A class at Y7 isn’t anything like what you’d find at a more traditional joint like Jivamukti. The heated studios are very dark—lit only by a few candles—and there are no mirrors. You don’t see much of the person directly beside you, let alone the rest of the class. As beats by Beyonce and Tupac fill the room and sweat rolls in thick, satisfying drops down your limbs, you perform a series of poses—partly led by an instructor, and partly free-form, at your own pace. It’s so not “granola,” to quote Mr. Levey: there’s no chanting; no chakras; no white robes.
What started as a pop-up grew to a small studio space in Williamsburg, which grew to a bigger space in Williamsburg, and, eventually, additional locations in Soho and the Flatiron District. Though it’s easy to see, by the rapid expansion, that Y7’s devotees are quickly multiplying (the studio counts Girls star Zosia Mamet as a major fan), Mr. Levey and Ms. Larson have noticed that men, many of whom have never tried yoga before, are especially drawn to their classes.
“We’ve really seen a huge growth of guys coming to the studio. It’s amazing,” Mr. Levey told the Observer, in the small, clean lobby of Y7’s Flatiron location. “At all three of our studios, we see this huge influx of, like, dudes who love this kind of yoga.”
In Y7’s dark, mirror-free studios, men like that “no one’s staring them, or laughing at them if they can’t touch their toes,” Ms. Larson said. “Being in the candlelit room gives them the option to take those modifications and not feel embarrassed.” When guys don’t feel embarrassed, they’re more able to focus on what yoga’s all about: themselves.
Y7 devotee Mr.
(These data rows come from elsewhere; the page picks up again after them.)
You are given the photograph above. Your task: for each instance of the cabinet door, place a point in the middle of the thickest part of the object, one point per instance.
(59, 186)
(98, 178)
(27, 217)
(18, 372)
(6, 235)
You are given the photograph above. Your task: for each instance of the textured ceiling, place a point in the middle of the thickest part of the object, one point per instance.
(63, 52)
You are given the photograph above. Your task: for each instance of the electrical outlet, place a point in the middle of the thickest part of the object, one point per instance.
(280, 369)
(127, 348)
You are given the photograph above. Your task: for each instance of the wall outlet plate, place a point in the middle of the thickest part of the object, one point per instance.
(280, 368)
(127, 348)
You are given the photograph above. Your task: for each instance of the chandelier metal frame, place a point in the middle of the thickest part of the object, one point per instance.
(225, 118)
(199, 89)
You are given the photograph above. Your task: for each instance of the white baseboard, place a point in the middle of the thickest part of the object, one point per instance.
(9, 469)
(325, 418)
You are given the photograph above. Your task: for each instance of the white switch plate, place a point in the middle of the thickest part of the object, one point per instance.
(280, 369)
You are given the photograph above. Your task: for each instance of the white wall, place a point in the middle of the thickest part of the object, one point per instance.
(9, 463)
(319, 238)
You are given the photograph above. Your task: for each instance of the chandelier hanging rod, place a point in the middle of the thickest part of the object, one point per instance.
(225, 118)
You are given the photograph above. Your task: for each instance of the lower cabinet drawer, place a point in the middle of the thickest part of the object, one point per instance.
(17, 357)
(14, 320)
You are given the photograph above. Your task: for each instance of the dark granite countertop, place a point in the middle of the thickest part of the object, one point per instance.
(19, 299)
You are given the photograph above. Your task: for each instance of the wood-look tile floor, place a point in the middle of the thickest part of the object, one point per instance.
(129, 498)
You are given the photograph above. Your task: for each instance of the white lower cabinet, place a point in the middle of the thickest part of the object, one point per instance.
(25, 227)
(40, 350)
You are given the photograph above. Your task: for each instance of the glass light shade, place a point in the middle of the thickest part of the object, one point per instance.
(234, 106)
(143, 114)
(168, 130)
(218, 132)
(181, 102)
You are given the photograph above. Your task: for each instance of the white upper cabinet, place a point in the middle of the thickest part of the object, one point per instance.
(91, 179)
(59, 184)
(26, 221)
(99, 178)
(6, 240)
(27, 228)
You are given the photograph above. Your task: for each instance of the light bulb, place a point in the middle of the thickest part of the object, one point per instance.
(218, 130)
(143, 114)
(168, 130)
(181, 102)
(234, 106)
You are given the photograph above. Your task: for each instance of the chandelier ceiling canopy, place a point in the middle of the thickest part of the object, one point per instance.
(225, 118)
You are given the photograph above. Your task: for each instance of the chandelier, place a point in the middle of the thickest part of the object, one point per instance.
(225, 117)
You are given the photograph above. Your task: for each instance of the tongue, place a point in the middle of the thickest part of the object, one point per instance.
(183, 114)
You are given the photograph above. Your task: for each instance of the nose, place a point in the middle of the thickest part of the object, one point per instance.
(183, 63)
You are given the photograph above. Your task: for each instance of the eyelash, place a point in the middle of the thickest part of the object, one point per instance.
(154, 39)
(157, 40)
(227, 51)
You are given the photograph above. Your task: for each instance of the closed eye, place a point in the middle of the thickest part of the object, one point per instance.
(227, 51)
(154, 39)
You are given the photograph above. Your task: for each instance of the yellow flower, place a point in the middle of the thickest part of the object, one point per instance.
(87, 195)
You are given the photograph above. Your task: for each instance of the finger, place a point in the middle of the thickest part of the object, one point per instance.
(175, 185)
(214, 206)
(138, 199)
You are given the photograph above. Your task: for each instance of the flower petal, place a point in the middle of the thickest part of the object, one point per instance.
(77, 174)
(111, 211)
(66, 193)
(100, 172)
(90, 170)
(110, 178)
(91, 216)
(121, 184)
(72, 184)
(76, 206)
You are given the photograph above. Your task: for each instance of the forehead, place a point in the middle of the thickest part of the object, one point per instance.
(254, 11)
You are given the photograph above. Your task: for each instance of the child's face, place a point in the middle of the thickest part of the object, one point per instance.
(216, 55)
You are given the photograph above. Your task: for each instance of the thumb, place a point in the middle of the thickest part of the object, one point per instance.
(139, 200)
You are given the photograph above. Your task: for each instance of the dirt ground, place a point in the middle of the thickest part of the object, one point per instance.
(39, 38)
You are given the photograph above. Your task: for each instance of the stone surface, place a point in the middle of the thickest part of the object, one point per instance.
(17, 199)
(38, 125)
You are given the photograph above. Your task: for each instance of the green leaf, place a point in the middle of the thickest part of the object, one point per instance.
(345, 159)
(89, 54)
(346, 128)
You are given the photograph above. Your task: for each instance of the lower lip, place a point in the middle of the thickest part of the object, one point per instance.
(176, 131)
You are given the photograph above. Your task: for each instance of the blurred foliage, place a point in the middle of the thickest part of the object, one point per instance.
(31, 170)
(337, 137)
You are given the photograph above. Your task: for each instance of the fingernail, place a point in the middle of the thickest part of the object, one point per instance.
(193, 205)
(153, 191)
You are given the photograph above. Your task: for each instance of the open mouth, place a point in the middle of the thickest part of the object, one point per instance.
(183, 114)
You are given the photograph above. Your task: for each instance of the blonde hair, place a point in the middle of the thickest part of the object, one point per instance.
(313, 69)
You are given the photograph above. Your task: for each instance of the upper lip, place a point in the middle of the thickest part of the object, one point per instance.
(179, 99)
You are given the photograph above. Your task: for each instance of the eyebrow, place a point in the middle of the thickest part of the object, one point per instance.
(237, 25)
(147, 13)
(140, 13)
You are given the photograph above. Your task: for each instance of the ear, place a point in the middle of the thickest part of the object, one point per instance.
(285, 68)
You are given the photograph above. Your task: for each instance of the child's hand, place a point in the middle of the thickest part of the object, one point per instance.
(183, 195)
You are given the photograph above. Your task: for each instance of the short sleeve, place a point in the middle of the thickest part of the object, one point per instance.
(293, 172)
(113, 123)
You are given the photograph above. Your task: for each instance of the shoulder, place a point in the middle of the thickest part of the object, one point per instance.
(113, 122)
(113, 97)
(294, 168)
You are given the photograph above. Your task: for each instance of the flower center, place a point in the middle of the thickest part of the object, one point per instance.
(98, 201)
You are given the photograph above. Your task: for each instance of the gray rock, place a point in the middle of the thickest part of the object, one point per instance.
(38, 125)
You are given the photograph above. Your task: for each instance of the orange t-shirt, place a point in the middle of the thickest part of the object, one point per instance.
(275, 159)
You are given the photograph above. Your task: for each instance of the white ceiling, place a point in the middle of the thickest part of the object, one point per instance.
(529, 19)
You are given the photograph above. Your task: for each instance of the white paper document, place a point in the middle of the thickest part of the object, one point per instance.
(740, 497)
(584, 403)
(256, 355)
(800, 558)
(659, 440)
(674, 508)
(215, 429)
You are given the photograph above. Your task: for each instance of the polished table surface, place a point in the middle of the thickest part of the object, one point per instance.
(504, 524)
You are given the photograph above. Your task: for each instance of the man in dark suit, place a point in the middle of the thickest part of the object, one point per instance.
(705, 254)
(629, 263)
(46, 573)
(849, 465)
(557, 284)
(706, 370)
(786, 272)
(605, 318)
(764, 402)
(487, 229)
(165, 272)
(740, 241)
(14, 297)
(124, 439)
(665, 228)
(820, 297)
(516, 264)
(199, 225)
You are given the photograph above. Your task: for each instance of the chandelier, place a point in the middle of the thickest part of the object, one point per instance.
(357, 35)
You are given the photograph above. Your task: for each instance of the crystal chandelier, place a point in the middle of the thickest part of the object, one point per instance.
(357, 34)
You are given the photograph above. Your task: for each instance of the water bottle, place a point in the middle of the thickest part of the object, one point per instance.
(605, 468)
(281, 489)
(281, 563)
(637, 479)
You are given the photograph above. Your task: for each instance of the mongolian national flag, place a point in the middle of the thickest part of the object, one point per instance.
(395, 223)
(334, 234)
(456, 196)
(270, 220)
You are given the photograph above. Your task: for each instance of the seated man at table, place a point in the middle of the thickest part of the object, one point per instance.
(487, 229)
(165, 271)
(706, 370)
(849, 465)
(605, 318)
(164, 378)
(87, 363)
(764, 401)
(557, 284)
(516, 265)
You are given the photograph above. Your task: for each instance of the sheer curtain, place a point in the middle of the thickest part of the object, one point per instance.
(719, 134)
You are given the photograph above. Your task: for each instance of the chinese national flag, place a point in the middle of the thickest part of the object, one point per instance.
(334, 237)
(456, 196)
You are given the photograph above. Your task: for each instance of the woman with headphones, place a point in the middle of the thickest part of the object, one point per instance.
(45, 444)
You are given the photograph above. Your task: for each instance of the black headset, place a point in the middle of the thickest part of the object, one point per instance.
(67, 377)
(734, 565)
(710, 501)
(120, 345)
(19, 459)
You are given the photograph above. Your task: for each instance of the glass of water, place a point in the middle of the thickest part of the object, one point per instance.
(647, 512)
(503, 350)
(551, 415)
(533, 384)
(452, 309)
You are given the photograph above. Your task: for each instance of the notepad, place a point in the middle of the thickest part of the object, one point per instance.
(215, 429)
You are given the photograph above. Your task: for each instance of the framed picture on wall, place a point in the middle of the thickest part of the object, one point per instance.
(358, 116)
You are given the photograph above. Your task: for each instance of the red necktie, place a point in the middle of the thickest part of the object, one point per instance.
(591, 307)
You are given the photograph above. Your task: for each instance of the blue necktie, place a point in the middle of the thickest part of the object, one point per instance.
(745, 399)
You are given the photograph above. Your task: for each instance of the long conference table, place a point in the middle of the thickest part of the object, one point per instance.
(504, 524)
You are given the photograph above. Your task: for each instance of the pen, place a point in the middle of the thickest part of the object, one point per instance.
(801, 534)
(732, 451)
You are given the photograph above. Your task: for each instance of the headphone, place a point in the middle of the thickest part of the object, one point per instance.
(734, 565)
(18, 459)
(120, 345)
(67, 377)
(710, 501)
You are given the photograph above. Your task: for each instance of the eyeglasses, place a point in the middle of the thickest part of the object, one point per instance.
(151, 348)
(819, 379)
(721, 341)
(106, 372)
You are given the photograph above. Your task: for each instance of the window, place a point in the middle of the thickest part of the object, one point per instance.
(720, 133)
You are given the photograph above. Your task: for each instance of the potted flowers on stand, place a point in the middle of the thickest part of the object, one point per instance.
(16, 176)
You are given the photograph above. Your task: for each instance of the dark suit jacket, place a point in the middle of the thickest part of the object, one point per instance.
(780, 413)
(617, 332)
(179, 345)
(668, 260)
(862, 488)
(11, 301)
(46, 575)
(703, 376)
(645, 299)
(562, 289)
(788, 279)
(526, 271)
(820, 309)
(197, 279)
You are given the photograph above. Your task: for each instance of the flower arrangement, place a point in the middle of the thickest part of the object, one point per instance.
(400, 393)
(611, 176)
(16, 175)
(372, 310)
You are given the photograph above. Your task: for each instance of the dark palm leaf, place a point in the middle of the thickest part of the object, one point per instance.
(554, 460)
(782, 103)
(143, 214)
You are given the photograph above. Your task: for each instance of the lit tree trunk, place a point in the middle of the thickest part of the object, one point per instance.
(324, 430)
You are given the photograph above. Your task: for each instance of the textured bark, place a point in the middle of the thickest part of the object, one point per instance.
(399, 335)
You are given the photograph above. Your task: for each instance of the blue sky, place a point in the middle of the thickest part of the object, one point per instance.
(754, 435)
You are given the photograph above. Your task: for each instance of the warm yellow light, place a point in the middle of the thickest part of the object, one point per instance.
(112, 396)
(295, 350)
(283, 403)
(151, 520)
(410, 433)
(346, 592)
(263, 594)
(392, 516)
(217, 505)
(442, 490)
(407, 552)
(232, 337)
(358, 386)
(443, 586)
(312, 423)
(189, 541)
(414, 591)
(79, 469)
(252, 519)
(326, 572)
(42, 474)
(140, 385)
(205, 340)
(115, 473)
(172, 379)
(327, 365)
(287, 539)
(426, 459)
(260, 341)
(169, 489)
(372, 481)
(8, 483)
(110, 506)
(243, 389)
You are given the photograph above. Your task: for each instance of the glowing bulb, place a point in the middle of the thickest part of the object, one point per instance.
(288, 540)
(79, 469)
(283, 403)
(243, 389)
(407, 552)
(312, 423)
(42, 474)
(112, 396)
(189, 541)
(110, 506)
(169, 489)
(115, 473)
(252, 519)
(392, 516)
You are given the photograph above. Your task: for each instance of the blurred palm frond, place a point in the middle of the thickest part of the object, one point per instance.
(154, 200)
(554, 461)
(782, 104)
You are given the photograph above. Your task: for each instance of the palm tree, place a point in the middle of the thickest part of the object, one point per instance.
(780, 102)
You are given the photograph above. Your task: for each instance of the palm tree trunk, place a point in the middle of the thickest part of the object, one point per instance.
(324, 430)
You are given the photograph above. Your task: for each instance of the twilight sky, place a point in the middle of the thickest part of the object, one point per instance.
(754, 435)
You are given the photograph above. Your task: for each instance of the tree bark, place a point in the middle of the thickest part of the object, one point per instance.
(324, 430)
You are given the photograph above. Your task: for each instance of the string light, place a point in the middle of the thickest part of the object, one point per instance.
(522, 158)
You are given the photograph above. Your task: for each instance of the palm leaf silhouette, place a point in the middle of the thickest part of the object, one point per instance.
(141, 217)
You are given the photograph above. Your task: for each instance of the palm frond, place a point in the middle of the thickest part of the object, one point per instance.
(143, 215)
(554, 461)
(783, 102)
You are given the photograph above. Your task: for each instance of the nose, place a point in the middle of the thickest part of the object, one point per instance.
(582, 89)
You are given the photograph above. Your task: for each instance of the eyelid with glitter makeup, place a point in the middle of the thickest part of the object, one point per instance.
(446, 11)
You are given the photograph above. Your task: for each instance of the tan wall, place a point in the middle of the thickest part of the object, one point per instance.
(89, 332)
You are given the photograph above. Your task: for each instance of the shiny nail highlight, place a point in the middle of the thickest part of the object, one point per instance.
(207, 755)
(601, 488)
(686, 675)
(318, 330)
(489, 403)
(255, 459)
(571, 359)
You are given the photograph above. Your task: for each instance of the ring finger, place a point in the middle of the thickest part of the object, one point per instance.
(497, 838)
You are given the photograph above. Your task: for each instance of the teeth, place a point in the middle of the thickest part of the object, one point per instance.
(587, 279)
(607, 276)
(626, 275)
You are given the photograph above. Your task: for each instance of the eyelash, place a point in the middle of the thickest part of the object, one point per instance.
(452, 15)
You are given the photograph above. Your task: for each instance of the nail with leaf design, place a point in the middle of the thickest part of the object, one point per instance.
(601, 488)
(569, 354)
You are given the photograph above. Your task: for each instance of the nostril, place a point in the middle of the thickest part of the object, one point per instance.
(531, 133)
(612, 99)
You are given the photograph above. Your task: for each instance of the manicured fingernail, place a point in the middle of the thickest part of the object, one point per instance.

Parschauer tried some other NYC yoga studios before discovering Y7 last September. They were usually much brighter spaces, and he “felt out of place a lot more,” he said.
But in the darkness of Y7, “you get a little bit more lost in the space—that’s kind of why I like it,” he said. “You can blend in and do your own things. You’re not worried about what other people are thinking.”
“There is something in the combo of the low lights and music that really allow students to get into their sweat zone,” Nick Potenzieri, another of Y7’s male fans, told the Observer via email. “Similar to the way you can go to a dance club and move and sweat in the dark for hours with no inhibitions.”
And with their inhibitions gone by the wayside, Y7’s men often realize something important: that yoga can be as effective a workout as a trip to the weight room or CrossFit box.
“Most of the guys I talk to about going to yoga classes, say they don’t go because yoga can be boring,” Mr. Potenzieri said. “Y7 is anything but boring. From the creative yoga sequencing to the well thought out playlists, guys can get a better burn than they could from a bench press or from throwing a large tire across the room.”
At a recent pop-up event in Montauk this summer, the Y7 team couldn’t help but notice a lot of dudes showed up. “They all brought their surfboards—it was cool,” Mr. Levey said. Shortly after, the Flatiron studio hosted a “Flowing with the Homies” press event, to which they only invited men. The response was so “positive,” Mr. Levey said, “I think we should do them for the public.”
“I think it’ll just be huge,” he said.
Could Mr. Levey and Ms. Larson come up with a name for this movement—this growing adoption of yoga by dudes?
Mr. Levey threw out a suggestion: “Bros Who Flow?”